002 - This is Not My Beautiful House
- Mike

- Jan 4, 2022
- 3 min read
Updated: Sep 23
May 2004

I’ve always enjoyed pulling meaning from unexpected places—applying quotes from movies or song lyrics in ways their creators probably never intended. Authors like J.R.R. Tolkien—one of my favorites—actually welcomed that kind of reader response.
There’s a scene in The Lord of the Rings: The Two Towers that stuck with me. Gandalf, who was believed to be dead, returns—changed. He’s different in appearance, different in presence. He’s the same, but not. I think I get that now. I’ve passed through the death of my father, and I’m walking through the fire of grief. I’m the same… but not.
That’s how I came up with the title for this letter. It’s a nod to the Talking Heads song “Once in a Lifetime”—a song I used to laugh at back in high school. I remember hearing the line:
"This is not my beautiful house... You are not my beautiful wife... Well—how did I get here?"
It always seemed absurd—like something you'd say if you stumbled into the wrong living room.
But now, all these years later, those words hit different. I never expected them to become meaningful, but here we are. Life has a way of catching up with you in ways you don't anticipate.
For anyone unfamiliar, “born again” is a term used in Christian faith to describe a spiritual rebirth—a moment when someone accepts Jesus as Savior and is, as Scripture says, made a new creation. Spiritually dead, now alive. Born of water, now born of spirit.
That moment happened for me in 1987. It wasn’t dramatic. No lights in the sky. No audible voice from God. But it was true. I was confronted by my past, and presented with a future radically different from it. I made a decision. And although I didn’t feel overly emotional, something in me knew it was right. Afterward, I may have looked the same, but I wasn’t the same. I had a new life. A new purpose. A “before and after” moment I could point to.
But in the 16 years that followed, life became linear. Predictable. Eventful at times, even hard—but not transformative. Things changed, but I didn’t. I had quietly lost the expectation that I’d ever wake up one day and say, “I’m different now.”
Then came December 3rd, 2003.
It took a few weeks to hit, but when it did, I shattered. Like a pane of glass.

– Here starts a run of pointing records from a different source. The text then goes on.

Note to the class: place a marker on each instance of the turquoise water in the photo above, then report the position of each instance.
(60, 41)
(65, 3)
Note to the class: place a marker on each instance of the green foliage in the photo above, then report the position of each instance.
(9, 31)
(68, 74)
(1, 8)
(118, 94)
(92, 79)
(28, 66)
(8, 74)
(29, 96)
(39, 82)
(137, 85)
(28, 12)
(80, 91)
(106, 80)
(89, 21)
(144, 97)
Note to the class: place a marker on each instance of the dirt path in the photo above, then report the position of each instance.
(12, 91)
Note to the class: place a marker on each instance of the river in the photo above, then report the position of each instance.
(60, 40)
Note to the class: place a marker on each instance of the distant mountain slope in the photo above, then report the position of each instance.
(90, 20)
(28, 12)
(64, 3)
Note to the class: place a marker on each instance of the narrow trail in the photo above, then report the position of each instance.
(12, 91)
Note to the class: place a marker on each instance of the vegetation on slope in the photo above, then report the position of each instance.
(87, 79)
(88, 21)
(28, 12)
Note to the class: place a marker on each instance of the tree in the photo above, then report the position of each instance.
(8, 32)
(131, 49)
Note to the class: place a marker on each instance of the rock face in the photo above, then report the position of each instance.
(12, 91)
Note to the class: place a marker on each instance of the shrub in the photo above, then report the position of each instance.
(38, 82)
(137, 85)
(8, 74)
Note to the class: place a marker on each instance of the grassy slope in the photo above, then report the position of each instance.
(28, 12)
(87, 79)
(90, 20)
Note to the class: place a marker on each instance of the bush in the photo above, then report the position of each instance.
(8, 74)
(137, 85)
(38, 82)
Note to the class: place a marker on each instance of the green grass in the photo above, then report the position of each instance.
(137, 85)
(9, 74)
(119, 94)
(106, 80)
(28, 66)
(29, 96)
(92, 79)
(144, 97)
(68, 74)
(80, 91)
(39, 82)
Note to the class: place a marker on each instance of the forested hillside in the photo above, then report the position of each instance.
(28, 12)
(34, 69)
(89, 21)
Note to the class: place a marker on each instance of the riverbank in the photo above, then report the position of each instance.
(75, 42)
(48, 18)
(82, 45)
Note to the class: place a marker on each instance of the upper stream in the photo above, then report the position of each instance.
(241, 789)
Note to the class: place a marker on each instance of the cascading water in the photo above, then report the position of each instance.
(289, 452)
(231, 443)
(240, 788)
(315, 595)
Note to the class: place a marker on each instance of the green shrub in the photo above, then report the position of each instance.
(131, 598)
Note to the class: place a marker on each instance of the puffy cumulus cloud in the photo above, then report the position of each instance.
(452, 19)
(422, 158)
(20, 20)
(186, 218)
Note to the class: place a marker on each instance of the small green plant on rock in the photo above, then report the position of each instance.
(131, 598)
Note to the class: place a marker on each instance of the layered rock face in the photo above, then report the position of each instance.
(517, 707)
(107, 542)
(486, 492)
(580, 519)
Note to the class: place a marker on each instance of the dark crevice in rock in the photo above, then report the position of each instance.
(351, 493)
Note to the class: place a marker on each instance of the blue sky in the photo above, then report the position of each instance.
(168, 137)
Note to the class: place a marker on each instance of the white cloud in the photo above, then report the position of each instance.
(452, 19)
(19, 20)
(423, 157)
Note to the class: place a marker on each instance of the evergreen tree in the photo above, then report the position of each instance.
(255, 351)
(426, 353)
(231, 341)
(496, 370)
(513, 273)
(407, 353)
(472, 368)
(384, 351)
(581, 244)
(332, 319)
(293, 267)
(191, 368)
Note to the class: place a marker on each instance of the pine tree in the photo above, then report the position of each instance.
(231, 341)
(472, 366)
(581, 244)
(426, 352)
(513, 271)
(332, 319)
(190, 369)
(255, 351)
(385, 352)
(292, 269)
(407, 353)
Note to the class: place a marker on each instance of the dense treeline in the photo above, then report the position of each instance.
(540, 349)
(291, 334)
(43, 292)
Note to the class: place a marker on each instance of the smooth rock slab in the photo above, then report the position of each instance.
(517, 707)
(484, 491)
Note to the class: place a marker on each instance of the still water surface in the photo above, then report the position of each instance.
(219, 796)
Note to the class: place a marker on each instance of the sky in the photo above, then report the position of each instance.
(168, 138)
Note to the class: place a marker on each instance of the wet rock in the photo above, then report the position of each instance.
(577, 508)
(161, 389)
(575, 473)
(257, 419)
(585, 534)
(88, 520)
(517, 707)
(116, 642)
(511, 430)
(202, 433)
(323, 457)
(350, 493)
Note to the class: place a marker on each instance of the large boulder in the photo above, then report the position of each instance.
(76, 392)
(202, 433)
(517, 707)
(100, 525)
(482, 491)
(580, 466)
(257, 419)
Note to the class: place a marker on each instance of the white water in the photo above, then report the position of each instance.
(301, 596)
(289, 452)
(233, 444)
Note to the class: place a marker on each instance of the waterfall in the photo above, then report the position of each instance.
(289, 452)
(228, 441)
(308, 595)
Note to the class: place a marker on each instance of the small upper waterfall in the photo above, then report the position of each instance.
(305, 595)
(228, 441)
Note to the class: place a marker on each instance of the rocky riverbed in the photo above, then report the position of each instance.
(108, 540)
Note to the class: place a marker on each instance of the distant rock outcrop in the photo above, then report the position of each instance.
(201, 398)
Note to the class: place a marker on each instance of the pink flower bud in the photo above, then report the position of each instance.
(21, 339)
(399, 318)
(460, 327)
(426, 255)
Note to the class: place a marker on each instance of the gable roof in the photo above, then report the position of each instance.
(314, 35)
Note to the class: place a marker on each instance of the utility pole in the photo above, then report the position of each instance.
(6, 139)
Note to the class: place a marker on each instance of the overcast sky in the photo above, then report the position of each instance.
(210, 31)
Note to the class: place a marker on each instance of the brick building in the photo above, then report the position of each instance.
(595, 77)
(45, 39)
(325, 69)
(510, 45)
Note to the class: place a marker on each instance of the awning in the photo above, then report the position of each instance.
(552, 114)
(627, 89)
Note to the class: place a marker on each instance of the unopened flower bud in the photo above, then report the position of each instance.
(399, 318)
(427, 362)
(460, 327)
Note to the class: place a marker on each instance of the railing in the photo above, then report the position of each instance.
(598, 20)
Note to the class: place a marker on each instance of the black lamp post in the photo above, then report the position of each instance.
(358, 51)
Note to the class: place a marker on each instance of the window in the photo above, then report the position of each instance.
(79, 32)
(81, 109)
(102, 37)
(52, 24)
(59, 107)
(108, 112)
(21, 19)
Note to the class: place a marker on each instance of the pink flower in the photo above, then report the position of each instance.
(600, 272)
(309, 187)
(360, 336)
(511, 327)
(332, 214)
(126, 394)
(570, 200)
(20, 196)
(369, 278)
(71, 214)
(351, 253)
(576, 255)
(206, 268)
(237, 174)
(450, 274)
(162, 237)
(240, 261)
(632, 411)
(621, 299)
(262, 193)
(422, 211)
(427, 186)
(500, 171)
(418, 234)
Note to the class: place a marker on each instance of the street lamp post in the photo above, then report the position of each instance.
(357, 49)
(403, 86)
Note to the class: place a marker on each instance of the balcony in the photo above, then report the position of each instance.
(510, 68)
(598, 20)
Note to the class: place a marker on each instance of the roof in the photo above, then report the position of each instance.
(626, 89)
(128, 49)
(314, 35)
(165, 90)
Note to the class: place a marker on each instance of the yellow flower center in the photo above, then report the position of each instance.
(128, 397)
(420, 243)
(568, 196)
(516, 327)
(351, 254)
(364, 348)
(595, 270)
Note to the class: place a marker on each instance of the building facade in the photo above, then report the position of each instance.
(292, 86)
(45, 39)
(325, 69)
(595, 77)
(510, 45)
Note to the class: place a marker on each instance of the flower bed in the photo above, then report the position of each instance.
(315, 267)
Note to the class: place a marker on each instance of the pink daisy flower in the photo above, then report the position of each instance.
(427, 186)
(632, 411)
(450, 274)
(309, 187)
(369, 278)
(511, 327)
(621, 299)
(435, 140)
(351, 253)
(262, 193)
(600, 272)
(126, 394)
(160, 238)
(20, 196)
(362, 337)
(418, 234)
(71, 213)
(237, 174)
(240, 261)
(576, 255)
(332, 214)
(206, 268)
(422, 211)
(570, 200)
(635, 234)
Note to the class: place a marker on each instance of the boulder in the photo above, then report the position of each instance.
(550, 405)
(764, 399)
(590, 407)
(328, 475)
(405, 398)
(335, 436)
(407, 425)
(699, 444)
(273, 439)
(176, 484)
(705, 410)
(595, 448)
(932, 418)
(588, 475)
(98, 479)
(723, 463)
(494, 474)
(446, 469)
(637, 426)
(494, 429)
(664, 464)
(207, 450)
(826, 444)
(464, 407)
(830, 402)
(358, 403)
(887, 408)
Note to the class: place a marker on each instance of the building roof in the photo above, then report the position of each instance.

For the first time since 1987, I felt hollow—just a shell. But strangely, not for long. Soon, I began to think, feel, and see differently. It was as if I were living inside someone else. That familiar feeling returned: I’m not the same anymore.
In the middle of tears and questions, I found myself quietly repeating:"How did I get here?"
And yet—here I am. No escaping it. And truthfully, nearly six months later, I’m starting to lean into it. I’m not trying to outrun grief anymore; I’m learning to live with it. To live through it. I’m beginning to understand what it means to dwell in the shadow of death—and still walk forward.
My dad taught me a lot of things—most of them without even knowing it. One of the most valuable was this: walk on. Keep moving, even through heartbreak. Keep going because there’s more beyond the pain. He lived that lesson out in ways I’m still trying to grasp. His quiet strength and devotion to our family remain one of the most powerful forces shaping who I am.
I’m not the same since he died. I don’t pretend to be. When he passed, a part of me went with him. That’s a cliché, but it’s true. Maybe it’s also part of the price we pay for loving someone well. We give them parts of ourselves—and when they leave, they take those parts with them. But maybe that’s the very evidence that we loved rightly.
This letter is my way of saying: I’m beginning to walk forward.
I’m learning that to say goodbye isn’t just letting go of someone—it’s letting go of what was, while still holding onto who they are. It means saying farewell to the physical presence… and growing into the legacy they left behind.
No, this may not be the beautiful life I once imagined—but it’s the life I’ve been given. And I would dishonor both the gift and the giver—my Father above and my father here—if I did anything but walk on.
So I will.
I hope it matters to him, wherever he is. I hope it bears witness to the life of a man who lived simply… but extraordinarily.
I am my father’s son. And I will walk on.
I love you, Dad.
(And yes—for the record—that beautiful woman at my front door is my wife. Thank God that hasn’t changed. Hot dog!)